5. A parent must be able to request access to the kinds of personal information collected from children, as well as be able to revoke their consent and request the deletion of all personal information that has been previously collected.

Do I need to be COPPA compliant?

If your company, product and/or service is marketed towards children who are under 13 years old and located in the US, you will need to know how to abide by COPPA guidelines as well as what’s at stake if you fail to meet them.

While COPPA applies only to US children under 13 years old, if you’re based in the US then it’s expected that you provide the same levels of protection and security to under 13’s all around the world.

The main purpose of COPPA is to gain parental consent before the collection, usage, disclosure, tracking and/or sharing of a minor’s private information.

It also applies to any third party services and plugins your website might be using.

What happens if I am not COPPA compliant?

Violating COPPA used to carry a maximum civil penalty of $16,000 USD, however, this changed on the 30th of June 2016, when the FTC increased that maximum amount to $40,000 USD.

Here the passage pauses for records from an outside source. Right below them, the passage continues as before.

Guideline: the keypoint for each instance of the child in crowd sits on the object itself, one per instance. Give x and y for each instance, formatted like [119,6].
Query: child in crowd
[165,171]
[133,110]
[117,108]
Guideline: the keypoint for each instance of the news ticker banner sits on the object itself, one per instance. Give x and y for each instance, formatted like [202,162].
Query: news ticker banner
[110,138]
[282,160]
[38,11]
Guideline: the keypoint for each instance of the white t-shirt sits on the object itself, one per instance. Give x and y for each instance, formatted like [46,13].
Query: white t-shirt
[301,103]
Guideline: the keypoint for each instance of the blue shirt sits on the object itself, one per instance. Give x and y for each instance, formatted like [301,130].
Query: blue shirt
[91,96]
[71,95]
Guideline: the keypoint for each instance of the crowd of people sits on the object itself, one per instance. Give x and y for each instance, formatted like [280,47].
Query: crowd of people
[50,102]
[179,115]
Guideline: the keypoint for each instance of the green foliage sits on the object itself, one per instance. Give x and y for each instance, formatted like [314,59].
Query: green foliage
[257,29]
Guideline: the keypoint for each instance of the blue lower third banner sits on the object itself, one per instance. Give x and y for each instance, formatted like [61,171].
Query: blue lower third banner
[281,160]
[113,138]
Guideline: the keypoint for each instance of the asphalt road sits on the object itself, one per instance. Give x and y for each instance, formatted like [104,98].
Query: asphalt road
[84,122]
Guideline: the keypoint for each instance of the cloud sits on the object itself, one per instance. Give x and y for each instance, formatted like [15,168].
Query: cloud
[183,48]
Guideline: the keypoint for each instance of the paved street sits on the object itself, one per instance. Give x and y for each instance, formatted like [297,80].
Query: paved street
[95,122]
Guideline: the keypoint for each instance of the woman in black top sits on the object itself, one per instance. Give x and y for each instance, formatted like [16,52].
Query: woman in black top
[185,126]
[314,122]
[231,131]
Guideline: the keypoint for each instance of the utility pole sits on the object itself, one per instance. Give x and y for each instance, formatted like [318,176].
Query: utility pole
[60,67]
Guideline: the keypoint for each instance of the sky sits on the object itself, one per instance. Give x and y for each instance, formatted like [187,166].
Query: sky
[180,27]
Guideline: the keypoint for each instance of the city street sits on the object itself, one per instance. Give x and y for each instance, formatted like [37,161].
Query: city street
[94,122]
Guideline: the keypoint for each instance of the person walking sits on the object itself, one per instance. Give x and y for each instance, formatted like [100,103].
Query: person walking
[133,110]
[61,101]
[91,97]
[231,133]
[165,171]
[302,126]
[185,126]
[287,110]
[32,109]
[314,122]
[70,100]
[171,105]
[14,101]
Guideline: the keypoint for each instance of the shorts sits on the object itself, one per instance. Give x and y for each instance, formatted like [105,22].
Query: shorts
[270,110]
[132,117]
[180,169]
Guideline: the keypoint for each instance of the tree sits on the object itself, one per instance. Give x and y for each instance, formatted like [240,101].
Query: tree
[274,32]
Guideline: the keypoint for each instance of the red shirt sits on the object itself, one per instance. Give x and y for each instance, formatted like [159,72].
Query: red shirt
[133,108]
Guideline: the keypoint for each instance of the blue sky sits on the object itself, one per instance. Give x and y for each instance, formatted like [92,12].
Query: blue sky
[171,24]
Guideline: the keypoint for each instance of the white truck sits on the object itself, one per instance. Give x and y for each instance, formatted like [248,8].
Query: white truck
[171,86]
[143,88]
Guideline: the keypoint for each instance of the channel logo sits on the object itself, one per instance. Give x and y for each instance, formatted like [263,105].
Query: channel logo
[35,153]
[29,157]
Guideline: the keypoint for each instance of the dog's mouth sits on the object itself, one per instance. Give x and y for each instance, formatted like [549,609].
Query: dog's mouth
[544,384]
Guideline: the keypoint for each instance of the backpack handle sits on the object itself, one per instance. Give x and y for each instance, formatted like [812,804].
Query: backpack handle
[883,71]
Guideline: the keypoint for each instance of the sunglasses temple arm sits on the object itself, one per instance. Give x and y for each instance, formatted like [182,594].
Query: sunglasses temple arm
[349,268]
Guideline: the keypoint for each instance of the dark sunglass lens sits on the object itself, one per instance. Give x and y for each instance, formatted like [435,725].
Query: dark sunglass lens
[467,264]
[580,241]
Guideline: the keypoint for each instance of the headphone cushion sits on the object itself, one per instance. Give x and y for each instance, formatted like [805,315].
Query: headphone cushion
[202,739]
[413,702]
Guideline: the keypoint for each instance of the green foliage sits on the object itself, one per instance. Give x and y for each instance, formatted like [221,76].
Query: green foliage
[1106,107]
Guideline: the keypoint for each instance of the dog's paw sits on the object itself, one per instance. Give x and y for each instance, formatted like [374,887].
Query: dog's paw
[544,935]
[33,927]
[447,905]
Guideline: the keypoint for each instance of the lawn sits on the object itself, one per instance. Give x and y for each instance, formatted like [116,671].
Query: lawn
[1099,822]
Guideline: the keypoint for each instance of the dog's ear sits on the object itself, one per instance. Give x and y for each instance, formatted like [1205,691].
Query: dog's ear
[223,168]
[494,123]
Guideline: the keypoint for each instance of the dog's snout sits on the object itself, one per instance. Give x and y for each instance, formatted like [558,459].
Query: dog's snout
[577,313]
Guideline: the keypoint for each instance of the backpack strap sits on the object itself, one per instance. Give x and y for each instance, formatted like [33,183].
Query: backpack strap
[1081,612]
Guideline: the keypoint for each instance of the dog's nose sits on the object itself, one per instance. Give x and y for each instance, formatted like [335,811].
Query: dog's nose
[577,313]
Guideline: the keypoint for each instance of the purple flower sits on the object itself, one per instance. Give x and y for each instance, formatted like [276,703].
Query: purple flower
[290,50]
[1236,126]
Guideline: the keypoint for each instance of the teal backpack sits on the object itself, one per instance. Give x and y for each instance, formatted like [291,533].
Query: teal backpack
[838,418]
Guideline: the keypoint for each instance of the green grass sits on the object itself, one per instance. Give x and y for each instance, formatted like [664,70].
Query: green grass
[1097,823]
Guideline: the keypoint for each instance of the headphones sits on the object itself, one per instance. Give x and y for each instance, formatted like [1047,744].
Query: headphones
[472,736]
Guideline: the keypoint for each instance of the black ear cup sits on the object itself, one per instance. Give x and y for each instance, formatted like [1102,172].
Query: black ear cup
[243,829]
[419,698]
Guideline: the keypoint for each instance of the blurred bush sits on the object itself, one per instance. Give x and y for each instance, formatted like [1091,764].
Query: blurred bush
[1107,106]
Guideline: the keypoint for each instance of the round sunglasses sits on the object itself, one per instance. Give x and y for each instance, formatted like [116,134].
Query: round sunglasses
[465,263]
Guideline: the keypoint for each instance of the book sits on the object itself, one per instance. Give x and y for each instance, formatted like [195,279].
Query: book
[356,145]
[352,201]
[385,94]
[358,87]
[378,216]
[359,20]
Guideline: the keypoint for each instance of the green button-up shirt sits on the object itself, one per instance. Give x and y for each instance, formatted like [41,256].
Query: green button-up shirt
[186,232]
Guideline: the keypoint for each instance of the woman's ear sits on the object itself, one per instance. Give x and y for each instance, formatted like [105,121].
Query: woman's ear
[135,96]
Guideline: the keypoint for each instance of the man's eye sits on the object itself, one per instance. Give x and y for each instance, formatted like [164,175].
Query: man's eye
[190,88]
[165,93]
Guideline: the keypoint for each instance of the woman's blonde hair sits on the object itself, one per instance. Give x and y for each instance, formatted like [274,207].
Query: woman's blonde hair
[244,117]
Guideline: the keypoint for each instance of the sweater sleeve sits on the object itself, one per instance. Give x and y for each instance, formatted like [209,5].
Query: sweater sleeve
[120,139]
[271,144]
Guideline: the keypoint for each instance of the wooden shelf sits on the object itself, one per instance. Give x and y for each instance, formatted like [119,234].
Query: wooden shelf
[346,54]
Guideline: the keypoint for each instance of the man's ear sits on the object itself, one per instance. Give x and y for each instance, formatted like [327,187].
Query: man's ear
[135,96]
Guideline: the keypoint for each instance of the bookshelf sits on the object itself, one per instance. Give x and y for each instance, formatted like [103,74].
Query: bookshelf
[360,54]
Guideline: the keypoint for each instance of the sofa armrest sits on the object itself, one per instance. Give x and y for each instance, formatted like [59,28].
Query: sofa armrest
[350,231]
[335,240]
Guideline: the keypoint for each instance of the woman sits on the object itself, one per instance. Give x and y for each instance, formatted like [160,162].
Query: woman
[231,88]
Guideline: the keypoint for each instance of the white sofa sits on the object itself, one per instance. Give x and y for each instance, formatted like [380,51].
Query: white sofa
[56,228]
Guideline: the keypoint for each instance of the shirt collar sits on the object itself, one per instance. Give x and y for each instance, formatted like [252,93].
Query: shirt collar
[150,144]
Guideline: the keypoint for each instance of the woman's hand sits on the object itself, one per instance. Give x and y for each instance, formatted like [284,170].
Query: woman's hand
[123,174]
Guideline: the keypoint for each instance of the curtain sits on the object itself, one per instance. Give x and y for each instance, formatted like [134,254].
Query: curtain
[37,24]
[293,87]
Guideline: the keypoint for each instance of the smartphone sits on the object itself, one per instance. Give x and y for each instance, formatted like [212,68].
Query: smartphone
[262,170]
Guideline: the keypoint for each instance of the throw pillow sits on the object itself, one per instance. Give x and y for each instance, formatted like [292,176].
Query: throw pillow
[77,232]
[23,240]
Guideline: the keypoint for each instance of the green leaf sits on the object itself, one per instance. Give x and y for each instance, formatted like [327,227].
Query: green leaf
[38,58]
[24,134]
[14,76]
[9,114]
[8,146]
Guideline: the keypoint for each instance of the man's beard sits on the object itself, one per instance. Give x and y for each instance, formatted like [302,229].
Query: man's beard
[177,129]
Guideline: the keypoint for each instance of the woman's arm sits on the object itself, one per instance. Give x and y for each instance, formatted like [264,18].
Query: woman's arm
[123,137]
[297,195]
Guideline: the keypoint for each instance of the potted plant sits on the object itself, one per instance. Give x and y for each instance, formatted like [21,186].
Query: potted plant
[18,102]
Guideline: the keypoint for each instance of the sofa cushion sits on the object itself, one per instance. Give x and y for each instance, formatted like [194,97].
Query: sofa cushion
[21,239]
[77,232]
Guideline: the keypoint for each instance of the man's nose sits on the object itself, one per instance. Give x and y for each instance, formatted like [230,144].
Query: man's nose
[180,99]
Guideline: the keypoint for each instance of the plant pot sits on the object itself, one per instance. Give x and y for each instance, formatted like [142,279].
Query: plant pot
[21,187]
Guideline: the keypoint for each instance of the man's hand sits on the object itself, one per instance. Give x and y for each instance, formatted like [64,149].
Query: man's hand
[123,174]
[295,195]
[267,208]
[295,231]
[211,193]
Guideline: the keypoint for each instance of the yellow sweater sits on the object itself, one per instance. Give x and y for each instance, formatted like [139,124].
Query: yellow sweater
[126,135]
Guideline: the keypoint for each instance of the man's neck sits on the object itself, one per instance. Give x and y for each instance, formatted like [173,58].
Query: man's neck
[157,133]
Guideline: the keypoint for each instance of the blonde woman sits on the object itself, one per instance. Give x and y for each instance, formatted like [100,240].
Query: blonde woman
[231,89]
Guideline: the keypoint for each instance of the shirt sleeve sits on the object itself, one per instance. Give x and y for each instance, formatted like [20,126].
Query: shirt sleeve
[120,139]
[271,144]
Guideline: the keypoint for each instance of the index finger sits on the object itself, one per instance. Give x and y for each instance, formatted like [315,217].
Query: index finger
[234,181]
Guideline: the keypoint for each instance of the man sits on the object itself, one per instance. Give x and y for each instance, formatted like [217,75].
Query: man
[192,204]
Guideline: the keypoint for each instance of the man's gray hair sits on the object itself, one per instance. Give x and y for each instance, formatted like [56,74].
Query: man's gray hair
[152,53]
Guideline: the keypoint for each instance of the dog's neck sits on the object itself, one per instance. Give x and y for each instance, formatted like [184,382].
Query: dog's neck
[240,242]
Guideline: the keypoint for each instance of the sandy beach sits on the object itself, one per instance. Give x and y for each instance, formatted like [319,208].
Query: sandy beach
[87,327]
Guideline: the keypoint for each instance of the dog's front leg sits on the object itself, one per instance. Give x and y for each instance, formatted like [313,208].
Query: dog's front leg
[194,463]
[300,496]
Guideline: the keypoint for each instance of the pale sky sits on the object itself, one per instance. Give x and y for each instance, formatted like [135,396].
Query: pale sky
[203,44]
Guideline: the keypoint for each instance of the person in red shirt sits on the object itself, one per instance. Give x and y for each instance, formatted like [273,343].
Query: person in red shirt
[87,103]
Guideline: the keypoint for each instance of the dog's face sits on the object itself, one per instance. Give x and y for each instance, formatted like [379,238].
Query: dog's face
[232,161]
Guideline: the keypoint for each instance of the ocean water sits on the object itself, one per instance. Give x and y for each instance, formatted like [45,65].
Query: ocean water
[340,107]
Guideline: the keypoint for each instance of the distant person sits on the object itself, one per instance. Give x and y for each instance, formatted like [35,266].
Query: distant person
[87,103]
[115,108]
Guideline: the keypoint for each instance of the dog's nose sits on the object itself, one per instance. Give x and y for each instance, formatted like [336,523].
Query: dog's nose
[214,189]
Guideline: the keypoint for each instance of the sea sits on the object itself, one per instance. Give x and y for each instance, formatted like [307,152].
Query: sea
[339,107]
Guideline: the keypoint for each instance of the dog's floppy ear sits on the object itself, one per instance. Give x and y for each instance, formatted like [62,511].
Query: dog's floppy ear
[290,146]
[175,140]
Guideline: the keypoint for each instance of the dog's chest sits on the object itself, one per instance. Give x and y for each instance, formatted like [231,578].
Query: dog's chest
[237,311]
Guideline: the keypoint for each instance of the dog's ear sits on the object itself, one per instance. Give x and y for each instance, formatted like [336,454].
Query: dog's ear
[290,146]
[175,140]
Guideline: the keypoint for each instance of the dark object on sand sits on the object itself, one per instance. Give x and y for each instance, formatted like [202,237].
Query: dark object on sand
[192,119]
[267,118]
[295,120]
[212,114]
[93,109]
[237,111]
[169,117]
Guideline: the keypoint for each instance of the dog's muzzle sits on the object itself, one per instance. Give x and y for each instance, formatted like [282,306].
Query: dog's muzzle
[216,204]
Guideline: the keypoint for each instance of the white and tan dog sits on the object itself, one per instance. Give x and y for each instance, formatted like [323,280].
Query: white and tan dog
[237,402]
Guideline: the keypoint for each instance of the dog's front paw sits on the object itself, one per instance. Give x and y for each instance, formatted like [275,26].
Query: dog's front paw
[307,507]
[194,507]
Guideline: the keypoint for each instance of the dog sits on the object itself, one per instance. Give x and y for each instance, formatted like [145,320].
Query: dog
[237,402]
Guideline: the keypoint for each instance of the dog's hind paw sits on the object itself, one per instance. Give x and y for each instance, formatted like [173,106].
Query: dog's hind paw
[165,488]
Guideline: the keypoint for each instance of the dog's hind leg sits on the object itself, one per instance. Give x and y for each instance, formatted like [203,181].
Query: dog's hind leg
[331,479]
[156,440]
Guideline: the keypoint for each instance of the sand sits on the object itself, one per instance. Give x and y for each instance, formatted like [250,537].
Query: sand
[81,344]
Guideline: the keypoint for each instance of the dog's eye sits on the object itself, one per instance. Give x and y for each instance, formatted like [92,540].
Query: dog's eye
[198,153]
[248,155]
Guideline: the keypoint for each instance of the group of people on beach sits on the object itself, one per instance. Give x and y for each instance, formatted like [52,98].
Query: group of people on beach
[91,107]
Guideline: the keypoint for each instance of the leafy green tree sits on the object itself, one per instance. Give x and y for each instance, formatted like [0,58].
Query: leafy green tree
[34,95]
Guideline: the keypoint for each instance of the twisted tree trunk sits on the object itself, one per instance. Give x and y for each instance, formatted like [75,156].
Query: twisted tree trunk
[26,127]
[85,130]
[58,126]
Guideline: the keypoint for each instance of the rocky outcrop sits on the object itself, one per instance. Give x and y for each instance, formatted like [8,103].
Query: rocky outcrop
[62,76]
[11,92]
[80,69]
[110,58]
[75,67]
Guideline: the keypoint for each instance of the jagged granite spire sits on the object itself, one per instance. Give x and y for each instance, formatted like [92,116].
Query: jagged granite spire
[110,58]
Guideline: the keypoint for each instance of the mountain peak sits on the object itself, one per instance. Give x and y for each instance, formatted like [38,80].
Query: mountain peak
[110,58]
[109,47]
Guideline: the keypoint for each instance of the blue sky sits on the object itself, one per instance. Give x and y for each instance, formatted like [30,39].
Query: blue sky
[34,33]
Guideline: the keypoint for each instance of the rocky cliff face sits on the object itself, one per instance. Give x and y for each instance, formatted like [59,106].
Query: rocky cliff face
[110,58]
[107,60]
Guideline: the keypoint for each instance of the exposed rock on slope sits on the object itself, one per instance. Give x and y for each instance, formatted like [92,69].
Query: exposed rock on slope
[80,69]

Disney was sued in 2017 for allegedly violating COPPA laws by collecting personal information from underage users of a number of Disney apps and sharing that data with advertisers, all without consent from the parents. It’s extremely important to ensure all your company websites and/or mobile apps are up to date with the regulations.

Other Privacy Laws across the Globe

State Level Internet Privacy Laws in the United States

Apart from the above-mentioned laws, There are multiple state-level privacy laws available in United States across multiple categories such as Consumer Data Privacy, Children’s Online Privacy, e-Reader Privacy, Privacy Policies and Practices for Websites or Online Services, Privacy of Personal Information Held by Internet Service Providers (ISPs), False and Misleading Statements in Privacy Policies and Notice of Monitoring of Employee E-mail Communications and Internet Access. Read more at http://www.ncsl.org/research/telecommunications-and-information-technology/state-laws-related-to-internet-privacy.aspx#Nevada.

Conclusion:-

The advent of the Internet has brought new challenges to privacy protections. Now, many countries spanning across continents have enacted privacy laws that seek to protect the information of internet users. Privacy regulations are great, but in order to enjoy them, we have to be proactive. Starting to discuss our rights rather than ignore them is a key step. It is also important to try out alternative privacy-enhancing platforms such as Blockstack and the applications built on top of the platform.

Let’s spread awareness and improve digital privacy.